PRIDE29 2/20 さいたまSA

地上波放送の同録をようやく観た。
絞り込まれたボブチャンチンが素晴らしかった。チェ・ムベの平常心にも感嘆した。
高田本部長は本来のミルコの苦手は超一流のレスラーであり、しかしミルコはそれを克服したとしている。オレの見解は正反対だ。ミルコが本来最も得意とするのがレスラーとの闘いなのである。そんなこと、2度目の藤田戦でもう判っていたことだ。ウォーターマン戦もあったな。レスリングのタックルはミルコに通用しない。
ボヤキングの金原選手はミルコと闘う前、師匠の前田日明に「あのな、タックル行くふりして殴ったったらええねん」と助言を受け、「その手はこないだケビン・ランデルマンがやったばかりなので厳しいと思います」と思ったものの流石にアキラ兄さんにそれは言えず、ミルコに敗れた。しかし図らずも前田日明が看破したとおり、ミルコは普通にタックルして普通に倒せるストライカーではない。
マーク・コールマンのタックルを、驚異的な腰の強さとボディバランスで完封し続けるミルコ。コールマンはパンチも織り交ぜてタックルを狙うのだが、ミルコはランデルマン戦で反省したのか、「タックルと見せかけたパンチ」と「パンチと見せかけたタックル」を瞬時に見分けて対応していた。驚くべき危機回避能力の高さである。特に目を見張ったのがミルコがタックルを切るときにコールマンの脇を差して重心を浮かせ、敵のバランスを崩して全力で突進させないやり方だ。レスラーは、たとえ理想的な形でなくとも相手にくっついてしまうやいなや突進して押し込み、主導権を奪うことが多い。しかるにこの日のミルコはそうさせなかった。地味だが、ミルコの武道的な鍔迫り合いの強さである。コールマンのゲームプランは崩れ、タックルを失ったコールマンはやることがなくなって間がもたず、仕方なく慣れないミドルキックなんかしてた。ああなると、もうどうしようもない。完敗である。

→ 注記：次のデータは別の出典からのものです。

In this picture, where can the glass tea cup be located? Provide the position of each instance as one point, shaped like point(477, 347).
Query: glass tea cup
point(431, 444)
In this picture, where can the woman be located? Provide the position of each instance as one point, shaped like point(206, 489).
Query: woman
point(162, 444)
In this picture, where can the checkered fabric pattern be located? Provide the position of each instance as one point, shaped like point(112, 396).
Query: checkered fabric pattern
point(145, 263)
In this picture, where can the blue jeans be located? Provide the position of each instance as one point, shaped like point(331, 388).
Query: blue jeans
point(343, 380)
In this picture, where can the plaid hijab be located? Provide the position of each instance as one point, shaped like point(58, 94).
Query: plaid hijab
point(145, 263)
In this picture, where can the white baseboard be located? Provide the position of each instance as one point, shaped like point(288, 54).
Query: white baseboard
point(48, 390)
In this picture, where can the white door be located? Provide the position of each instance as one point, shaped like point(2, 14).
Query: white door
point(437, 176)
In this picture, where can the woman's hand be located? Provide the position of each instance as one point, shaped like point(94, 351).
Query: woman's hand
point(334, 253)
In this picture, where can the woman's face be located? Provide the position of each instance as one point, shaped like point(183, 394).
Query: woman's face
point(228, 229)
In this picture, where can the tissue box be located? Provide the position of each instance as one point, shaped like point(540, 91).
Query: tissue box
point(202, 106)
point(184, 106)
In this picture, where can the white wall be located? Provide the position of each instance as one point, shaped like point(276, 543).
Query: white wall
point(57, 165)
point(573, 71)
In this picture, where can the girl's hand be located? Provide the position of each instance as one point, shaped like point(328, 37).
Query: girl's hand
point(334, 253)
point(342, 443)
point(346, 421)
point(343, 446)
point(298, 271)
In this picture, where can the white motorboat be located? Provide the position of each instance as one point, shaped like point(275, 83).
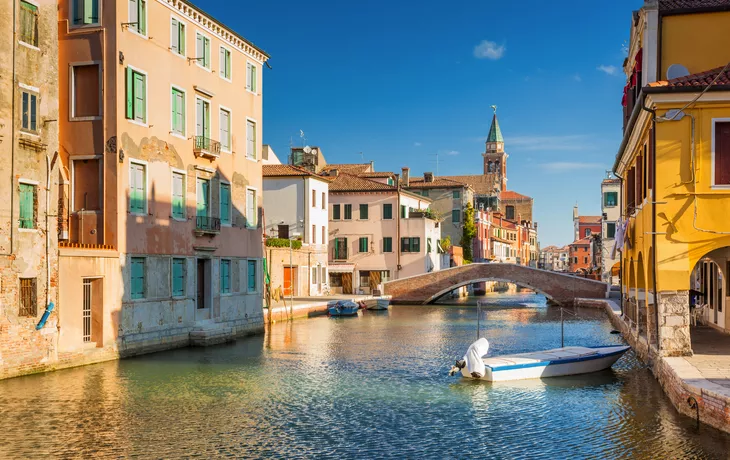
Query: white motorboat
point(540, 364)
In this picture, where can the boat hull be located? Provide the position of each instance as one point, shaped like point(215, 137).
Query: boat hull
point(603, 358)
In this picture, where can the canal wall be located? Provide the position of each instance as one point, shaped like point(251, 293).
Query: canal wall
point(688, 390)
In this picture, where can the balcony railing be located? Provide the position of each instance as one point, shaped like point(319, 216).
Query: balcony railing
point(204, 224)
point(206, 147)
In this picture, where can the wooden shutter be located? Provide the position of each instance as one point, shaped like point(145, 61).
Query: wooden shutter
point(722, 153)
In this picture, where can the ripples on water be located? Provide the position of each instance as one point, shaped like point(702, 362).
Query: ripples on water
point(366, 387)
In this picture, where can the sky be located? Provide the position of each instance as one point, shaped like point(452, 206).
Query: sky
point(402, 81)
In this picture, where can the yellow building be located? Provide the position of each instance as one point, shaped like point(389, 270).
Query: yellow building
point(674, 162)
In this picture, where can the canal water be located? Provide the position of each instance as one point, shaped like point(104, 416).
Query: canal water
point(368, 387)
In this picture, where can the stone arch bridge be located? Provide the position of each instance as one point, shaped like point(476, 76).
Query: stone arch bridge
point(559, 287)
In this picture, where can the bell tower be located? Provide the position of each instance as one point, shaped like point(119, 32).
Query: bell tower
point(495, 158)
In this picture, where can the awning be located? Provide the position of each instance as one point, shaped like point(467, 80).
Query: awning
point(341, 268)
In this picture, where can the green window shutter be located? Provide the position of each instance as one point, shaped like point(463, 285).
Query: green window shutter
point(225, 203)
point(178, 277)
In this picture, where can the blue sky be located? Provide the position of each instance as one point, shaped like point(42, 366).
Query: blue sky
point(403, 80)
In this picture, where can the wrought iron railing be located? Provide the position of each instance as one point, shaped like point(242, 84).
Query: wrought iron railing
point(207, 145)
point(207, 224)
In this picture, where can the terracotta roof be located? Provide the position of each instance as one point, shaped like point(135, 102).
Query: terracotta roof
point(350, 168)
point(590, 219)
point(511, 195)
point(349, 183)
point(668, 5)
point(438, 182)
point(284, 170)
point(697, 80)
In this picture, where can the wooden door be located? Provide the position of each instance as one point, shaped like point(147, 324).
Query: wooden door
point(288, 280)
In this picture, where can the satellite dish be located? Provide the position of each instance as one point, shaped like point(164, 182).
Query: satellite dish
point(676, 71)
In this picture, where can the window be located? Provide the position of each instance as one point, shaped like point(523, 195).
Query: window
point(137, 277)
point(510, 212)
point(251, 139)
point(85, 92)
point(202, 118)
point(85, 12)
point(138, 16)
point(225, 129)
point(178, 111)
point(341, 248)
point(177, 36)
point(28, 303)
point(721, 154)
point(225, 276)
point(252, 276)
point(251, 77)
point(28, 205)
point(610, 229)
point(225, 63)
point(251, 220)
point(225, 200)
point(202, 50)
point(137, 188)
point(610, 199)
point(136, 95)
point(178, 195)
point(29, 121)
point(28, 23)
point(178, 277)
point(410, 244)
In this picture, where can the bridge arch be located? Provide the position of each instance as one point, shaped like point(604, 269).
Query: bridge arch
point(559, 287)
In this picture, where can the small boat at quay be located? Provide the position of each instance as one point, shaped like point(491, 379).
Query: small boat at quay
point(536, 365)
point(342, 308)
point(377, 303)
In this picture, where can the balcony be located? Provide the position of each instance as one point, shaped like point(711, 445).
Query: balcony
point(206, 148)
point(209, 225)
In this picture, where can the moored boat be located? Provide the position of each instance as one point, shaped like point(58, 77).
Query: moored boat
point(342, 308)
point(539, 364)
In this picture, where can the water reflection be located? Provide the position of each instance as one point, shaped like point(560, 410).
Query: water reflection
point(372, 386)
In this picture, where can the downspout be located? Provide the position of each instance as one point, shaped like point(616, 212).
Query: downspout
point(12, 138)
point(653, 219)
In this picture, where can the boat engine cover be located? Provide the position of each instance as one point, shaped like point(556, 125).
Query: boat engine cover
point(474, 362)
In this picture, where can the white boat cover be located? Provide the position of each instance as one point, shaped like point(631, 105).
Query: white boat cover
point(473, 357)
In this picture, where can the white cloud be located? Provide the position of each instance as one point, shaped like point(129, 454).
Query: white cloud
point(489, 50)
point(567, 166)
point(608, 69)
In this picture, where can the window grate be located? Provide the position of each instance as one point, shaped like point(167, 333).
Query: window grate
point(86, 313)
point(28, 305)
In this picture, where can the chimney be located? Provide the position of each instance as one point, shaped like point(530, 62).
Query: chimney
point(406, 172)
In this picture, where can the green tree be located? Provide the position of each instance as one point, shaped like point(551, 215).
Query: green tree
point(470, 231)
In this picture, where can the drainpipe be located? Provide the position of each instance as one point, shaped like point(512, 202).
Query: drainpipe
point(12, 138)
point(653, 219)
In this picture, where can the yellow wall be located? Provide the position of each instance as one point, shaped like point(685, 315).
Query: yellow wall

しかしミルコのレスラー対策が完璧であろうと、ヒョードルはサンボの選手でありノゲイラ柔術の選手だ。ともに柔道をベースにした技術の超一流であるこの2人には、オレはミルコは分が悪いと見ている。勿論、ミルコがいきなりハイキックで勝つ可能性は常にあるのだが、それでも分が悪いと見る。